1922年11月24日、日本植民地下の朝鮮忠清南道で生まれた宋神道さんは、1938年、数え十七歳の時に「戦地に行ってお国のために働けば金が稼げる」とだまされて、戦地がどんなところかも、どんな仕事をするのかも知らずに中国に連れていかれて日本軍慰安婦を強制されました。 7年間に及ぶ戦地での被害を生き抜いた後、日本人の軍曹に「結婚して一緒に日本に帰ろう」とだまされて日本に渡り、日本に着いた途端に捨てられてからは、身寄りもない日本で苦しい生活を余儀なくされました。
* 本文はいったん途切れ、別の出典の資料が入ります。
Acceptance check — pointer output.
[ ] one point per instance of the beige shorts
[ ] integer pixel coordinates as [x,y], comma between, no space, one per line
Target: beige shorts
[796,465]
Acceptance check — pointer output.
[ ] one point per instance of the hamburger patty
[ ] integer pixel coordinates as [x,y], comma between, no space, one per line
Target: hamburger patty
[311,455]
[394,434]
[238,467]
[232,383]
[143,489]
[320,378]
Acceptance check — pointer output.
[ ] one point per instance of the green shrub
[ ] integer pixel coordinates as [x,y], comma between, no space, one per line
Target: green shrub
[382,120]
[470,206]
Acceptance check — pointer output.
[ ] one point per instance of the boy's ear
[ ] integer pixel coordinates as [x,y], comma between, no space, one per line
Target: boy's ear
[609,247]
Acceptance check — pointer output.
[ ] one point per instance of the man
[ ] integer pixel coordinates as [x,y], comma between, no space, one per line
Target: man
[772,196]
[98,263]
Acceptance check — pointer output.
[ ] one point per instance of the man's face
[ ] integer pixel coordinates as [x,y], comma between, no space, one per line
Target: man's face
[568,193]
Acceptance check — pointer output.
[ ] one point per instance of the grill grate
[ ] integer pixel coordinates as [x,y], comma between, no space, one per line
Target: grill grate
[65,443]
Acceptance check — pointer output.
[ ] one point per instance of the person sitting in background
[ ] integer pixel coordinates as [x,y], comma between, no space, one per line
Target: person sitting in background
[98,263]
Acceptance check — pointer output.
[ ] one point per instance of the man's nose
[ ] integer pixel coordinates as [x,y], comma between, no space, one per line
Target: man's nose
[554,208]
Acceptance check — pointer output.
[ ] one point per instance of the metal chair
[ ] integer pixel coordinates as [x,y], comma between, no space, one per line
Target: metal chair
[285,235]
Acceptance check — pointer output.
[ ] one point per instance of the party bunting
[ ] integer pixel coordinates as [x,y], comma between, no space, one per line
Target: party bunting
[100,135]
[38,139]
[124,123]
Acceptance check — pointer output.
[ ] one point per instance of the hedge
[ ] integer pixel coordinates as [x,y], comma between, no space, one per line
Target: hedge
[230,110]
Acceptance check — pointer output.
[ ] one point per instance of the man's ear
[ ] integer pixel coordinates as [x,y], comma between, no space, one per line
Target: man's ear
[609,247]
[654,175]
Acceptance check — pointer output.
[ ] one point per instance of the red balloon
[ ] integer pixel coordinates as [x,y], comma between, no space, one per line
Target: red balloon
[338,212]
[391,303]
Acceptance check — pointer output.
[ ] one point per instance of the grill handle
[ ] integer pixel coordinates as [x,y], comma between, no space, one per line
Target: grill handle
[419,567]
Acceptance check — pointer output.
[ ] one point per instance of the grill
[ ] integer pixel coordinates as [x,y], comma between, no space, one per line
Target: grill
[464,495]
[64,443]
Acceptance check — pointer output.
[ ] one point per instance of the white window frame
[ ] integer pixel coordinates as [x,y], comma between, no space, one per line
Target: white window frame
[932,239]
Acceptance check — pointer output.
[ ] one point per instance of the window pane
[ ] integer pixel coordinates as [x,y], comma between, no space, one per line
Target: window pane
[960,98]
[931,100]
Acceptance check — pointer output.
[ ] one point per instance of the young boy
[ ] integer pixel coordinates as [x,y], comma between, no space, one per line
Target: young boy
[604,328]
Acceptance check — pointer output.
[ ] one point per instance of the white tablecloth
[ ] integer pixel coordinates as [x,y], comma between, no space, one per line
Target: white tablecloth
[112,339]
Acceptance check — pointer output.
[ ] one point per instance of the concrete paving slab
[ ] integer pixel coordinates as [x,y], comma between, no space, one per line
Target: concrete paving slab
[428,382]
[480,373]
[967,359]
宋さんは1993年4月5日、日本国に賠償を求めて提訴しました。私たちは在日の慰安婦裁判を 支える会として10年に及ぶ裁判を支援し、その後は生活支援をする中で、2017年12月16日に宋 神道さんが95歳で亡くなるまで宋さんの姿を見、その言葉を聞いてきました。
私たちが生きている世界では、今もなお紛争や戦争の中、多くの人が恐ろしい暴力を受け続けています。戦時下で日本軍による性暴力被害を生き延び、裁判を通じて「このような戦争を二度としてはいけない」と訴え続けた宋さんの言葉には、日本軍から受けた暴力に対する怒りだけではなく、このような体験は繰り返されてはいけないという強いメッセージが込められています。 宋神道さんの思いをつなぐ会は、宋さんのこのような思いをつないでいきたいという気持ちから、在日の慰安婦裁判を支える会の後継団体として生まれました。
今の時代に、宋神道さんという一人の人間がどのように生きてどんな言葉を残したのか、一人でも多くの方に知ってもらいたいと願っています。